“When we get ashore,” Jack explained, “we can start a fire, and that will give you a chance to get dry. But I’m sorry about that arm, Buster. It may give you some trouble, because the jerk must have been fierce.”
“Well, I should say it was,” admitted the other, with a sigh. “I thought my arm would come off sure. But then the excitement kept me up, you see. And I knew right well you’d stop the boat and come back after me. But Jack, later on I want you to rub my arm with that liniment you carry with you. Chances are it’ll be black and blue along the muscles.
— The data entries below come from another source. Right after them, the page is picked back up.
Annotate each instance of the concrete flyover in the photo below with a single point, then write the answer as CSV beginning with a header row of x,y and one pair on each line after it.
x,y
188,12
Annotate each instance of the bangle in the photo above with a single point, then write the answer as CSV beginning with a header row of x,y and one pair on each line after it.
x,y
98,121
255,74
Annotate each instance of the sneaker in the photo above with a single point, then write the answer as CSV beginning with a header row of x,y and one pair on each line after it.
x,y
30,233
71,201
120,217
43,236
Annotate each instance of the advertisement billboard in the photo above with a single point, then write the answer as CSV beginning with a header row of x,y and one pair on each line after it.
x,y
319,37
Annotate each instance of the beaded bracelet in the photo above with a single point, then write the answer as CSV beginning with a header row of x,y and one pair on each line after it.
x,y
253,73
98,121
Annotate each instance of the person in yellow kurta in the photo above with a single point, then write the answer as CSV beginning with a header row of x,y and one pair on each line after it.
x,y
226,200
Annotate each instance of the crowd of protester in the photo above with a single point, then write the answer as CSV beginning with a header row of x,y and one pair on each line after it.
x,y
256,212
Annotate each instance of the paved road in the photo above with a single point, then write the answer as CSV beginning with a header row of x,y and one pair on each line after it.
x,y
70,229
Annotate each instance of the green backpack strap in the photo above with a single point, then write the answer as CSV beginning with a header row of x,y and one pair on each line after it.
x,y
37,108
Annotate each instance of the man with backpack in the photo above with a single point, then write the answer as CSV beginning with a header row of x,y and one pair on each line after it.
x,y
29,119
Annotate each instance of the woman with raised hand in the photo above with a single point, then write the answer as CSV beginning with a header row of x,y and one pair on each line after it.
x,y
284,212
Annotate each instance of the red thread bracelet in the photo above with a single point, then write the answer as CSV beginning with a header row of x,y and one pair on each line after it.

It hurts like fun even now.”
Jack considered that the sooner this was done the better, so he turned the wheel over to George, and bidding Buster bare his arm, proceeded to give it a good rubbing with the liniment he knew to be fine for this purpose.
Buster was glad to find that as yet there were no signs of discoloration, as he had feared.
“It may last a few days,” he cheerfully declared, “but that’s the extent of the damage. I consider that I came off better than I deserved. But then, who’d think a bare hook would catch anything?”
“Well, Buster,” warned George, “be sure you don’t fasten your fishline to your leg, or around your neck. You never can tell what’s going to happen; and after you’re drowned it’s no time to be sorry.”
“I think we’d better go ashore below, where the trees come down to the edge of the bank,” suggested Jack just then, showing that all this while he had been keeping a sharp lookout ahead.
“It makes me think of places where we’ve pulled up over along the old Mississippi,” said Josh; “I wonder now do they have tramps over here, who prowl around looking for a chance to steal what they can lay hands on.”
“I don’t believe they do,” George told him; “for they regulate such things a lot better than we do over the big water. Tramps are a luxury here, while with us they flourish like the green bay tree; the woods are full of them.”